The HEASARC Staff 1994


This list updates the one published in the past issues of Legacy. It includes new members of the science, science support teams, and members of the programming staff.

Scientists

Mike Corcoran received his PhD from the University of Pennsylvania in 1988, where as a graduate student in the Department of Astronomy and Astrophysics he learned the (often frustrating) art of visible-band photometry and polarimetry. Corcoran's thesis was an attempt to explore the importance of non-sphericity of winds from hot, massive stars by looking for a residual polarimetric signal in the photospheric radiation scattered by the wind material. As a result of this work, Corcoran became convinced of 3 things: that the assumption of spherical symmetry applied to winds from hot stars is, in general, unphysical; that disturbances in stellar winds can have observable effects throughout the electromagnetic spectrum; and that an unheated telescope dome gets pretty cold in winter. Moving indoors, in 1988 Corcoran found a job at the Goddard Space Flight Center as a post-doc with Advanced Computer Concepts (ACC) studying stellar wind behavior via analysis of UV spectral lines. After finishing his tenure at ACC in 1989, Corcoran inverse-compton-scattered his way to an NRC post-doc at the X-ray group at Goddard. In 1991 Corcoran joined the ROSAT Guest Observer Facility at Goddard as lead archive scientist, and in 1993 Corcoran joined the HEASARC to continue the task of ensuring the community's safe, convenient and timely access to ROSAT data.

Support Staff

Mary Odell received her BA in French from Montana State University in 1987. After graduating, Mary worked in France as an English teacher. She returned to the States to pursue graduate studies in Science Journalism and Mass Communication. In December, 1993 she received her MA from the University of Maryland. While completing her MA, Mary wrote and edited public affairs and educational material for NASA's Earth Observing System (EOS) Project. She was also production coordinator for the EOS videos. She joined the HEASARC as a technical writer in August of 1993. Her responsibilities include writing, editing and coordinating documentation for the HEASARC's World Wide Web server, and editing the ROSAT Newsletter.

Programming Staff

Richard Burton received a BS in astrophysics from Indiana University in 1989 and an MS in astrophysics from the University of Colorado at Boulder in 1992. His thesis was on the effects of binarity and chromospheric activity on far-ultraviolet emission in late-type stars. After taking on many odd jobs in search of better employment in a depressed economy, Mr. Burton joined HEASARC in January 1994 and is responsible for the development and enhancement of analysis software and for the support and maintenance of the XANADU software package.

Eric Lufkin earned a B.S. in Astrophysics at the University of Minnesota in 1985, and a PhD in Astronomy at the University of Virginia in 1991. From there he went to the University of Alabama to spend two years as a Postdoctoral Research Fellow.
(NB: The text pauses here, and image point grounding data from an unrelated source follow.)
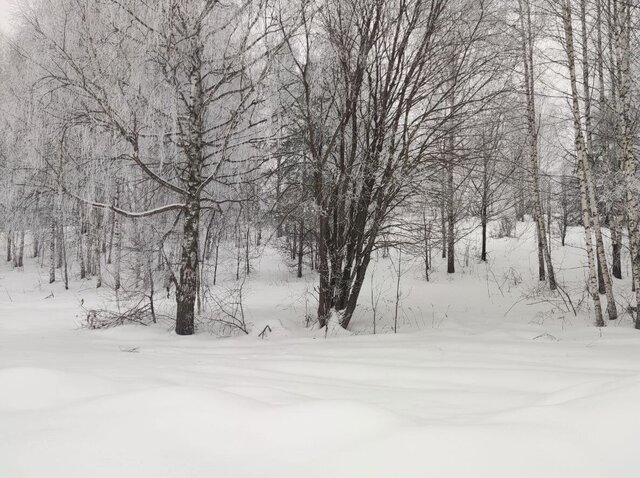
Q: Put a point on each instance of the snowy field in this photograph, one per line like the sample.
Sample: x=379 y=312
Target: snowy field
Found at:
x=484 y=379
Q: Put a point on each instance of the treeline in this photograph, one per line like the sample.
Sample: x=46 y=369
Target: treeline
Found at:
x=142 y=138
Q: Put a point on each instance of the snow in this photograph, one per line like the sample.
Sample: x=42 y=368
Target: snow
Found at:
x=480 y=382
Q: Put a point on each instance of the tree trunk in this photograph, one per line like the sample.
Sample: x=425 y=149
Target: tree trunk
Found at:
x=582 y=166
x=527 y=50
x=300 y=248
x=186 y=291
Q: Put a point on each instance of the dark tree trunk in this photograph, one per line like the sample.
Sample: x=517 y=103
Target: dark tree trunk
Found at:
x=187 y=288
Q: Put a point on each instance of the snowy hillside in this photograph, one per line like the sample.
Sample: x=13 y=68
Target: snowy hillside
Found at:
x=485 y=378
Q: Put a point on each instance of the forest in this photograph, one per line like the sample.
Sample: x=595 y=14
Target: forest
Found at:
x=456 y=174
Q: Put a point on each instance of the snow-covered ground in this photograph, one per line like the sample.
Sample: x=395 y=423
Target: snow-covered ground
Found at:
x=486 y=378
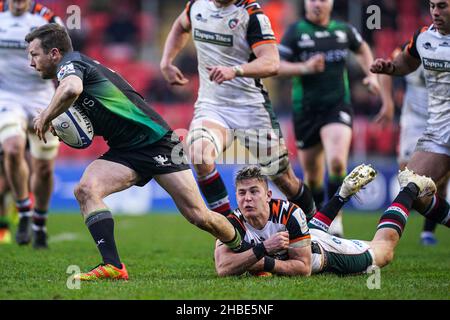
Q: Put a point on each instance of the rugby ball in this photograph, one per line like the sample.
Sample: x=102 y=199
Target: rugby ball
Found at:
x=74 y=128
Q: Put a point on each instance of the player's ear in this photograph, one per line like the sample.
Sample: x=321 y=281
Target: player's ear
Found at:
x=269 y=195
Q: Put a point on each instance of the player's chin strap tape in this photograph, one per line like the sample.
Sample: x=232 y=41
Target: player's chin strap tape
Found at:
x=203 y=133
x=276 y=167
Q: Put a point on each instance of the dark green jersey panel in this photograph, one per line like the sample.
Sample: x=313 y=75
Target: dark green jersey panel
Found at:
x=322 y=91
x=117 y=111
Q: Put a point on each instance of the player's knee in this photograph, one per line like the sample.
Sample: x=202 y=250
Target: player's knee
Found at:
x=84 y=191
x=200 y=220
x=384 y=257
x=202 y=153
x=44 y=171
x=204 y=169
x=337 y=166
x=13 y=149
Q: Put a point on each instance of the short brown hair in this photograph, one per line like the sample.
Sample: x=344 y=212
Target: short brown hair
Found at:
x=251 y=172
x=52 y=35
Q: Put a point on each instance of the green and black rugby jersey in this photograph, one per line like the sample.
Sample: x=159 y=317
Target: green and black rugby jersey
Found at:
x=118 y=113
x=322 y=91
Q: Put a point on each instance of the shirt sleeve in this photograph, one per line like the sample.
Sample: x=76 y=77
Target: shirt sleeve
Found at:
x=287 y=46
x=354 y=37
x=71 y=68
x=259 y=30
x=188 y=9
x=411 y=48
x=298 y=229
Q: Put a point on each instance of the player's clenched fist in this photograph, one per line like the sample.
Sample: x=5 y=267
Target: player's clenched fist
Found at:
x=277 y=242
x=382 y=66
x=220 y=74
x=173 y=75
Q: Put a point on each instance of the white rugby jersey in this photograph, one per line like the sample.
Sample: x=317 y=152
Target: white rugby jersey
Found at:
x=226 y=37
x=433 y=49
x=18 y=80
x=416 y=95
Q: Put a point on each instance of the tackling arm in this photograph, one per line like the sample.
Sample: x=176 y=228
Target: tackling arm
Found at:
x=65 y=95
x=402 y=65
x=315 y=64
x=175 y=42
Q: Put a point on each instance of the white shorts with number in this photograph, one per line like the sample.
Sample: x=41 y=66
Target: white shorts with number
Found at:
x=256 y=128
x=412 y=126
x=338 y=255
x=15 y=120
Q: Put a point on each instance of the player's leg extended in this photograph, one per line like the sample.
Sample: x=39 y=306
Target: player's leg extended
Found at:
x=206 y=141
x=100 y=179
x=336 y=139
x=413 y=188
x=437 y=167
x=5 y=233
x=353 y=182
x=312 y=161
x=13 y=141
x=42 y=163
x=427 y=237
x=182 y=188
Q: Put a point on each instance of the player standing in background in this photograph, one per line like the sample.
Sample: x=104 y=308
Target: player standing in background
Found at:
x=314 y=51
x=413 y=122
x=235 y=48
x=22 y=93
x=430 y=46
x=142 y=146
x=5 y=233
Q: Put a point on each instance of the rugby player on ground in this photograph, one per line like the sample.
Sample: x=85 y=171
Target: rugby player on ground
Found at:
x=429 y=47
x=285 y=244
x=314 y=51
x=236 y=47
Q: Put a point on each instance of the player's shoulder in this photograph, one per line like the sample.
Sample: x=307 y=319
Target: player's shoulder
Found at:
x=46 y=13
x=251 y=6
x=281 y=210
x=237 y=219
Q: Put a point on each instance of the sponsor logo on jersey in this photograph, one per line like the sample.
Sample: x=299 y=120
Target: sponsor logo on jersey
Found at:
x=13 y=44
x=428 y=46
x=220 y=39
x=66 y=70
x=306 y=41
x=233 y=23
x=336 y=240
x=216 y=16
x=345 y=117
x=161 y=160
x=264 y=23
x=341 y=36
x=321 y=34
x=200 y=18
x=436 y=65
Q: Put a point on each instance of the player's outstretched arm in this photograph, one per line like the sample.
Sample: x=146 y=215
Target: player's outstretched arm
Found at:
x=229 y=263
x=298 y=264
x=65 y=95
x=175 y=42
x=386 y=113
x=364 y=57
x=315 y=64
x=402 y=65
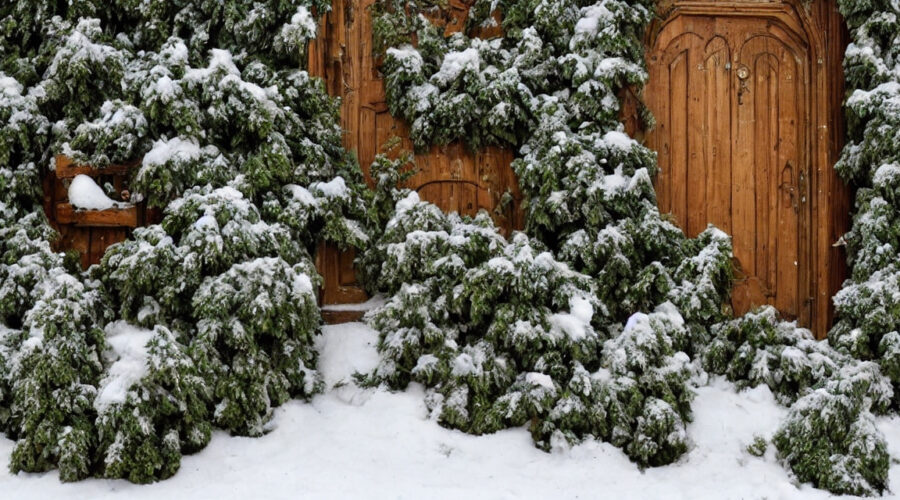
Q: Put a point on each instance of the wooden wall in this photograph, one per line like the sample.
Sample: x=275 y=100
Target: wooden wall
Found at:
x=747 y=97
x=451 y=176
x=91 y=232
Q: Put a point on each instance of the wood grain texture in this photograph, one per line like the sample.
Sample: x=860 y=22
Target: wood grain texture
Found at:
x=450 y=176
x=747 y=98
x=91 y=232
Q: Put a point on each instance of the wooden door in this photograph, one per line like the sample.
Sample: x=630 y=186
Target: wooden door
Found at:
x=452 y=177
x=731 y=96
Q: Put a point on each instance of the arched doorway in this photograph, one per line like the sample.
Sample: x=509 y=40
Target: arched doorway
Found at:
x=746 y=97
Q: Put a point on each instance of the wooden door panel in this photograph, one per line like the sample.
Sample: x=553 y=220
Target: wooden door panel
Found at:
x=732 y=123
x=771 y=117
x=452 y=177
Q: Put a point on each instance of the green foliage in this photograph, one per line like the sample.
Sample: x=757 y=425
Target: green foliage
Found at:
x=243 y=151
x=468 y=319
x=638 y=400
x=255 y=328
x=53 y=380
x=758 y=348
x=830 y=440
x=151 y=405
x=503 y=335
x=758 y=447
Most of his previous work has been theoretical in nature, concentrating on supercomputer simulations of gas dynamics in clusters of galaxies, with a special interest in gamma ray bursts. Since joining the HEASARC, he has been working on providing FITS interfaces for XANADU timing analysis software.

Alan Richmond is a Principal Systems Engineer with the HEASARC. His task is to provide access methods to the resources of HEASARC. This is being built on the World-Wide Web. He has formerly built software - especially user interfaces - for several international scientific research projects. This software allows materials physicists to fry frogs legs with synchrotron radiation in France, lets billions of astronomers throughout the galaxy input proposals for usage of the Hubble Space Telescope (and access the observation catalogs), enables European plasma physicists to bring closer the day when we can get unlimited energy from seawater,and monitors nuclear power stations in Belgium. He has published over 10 papers in a number of obscure journals.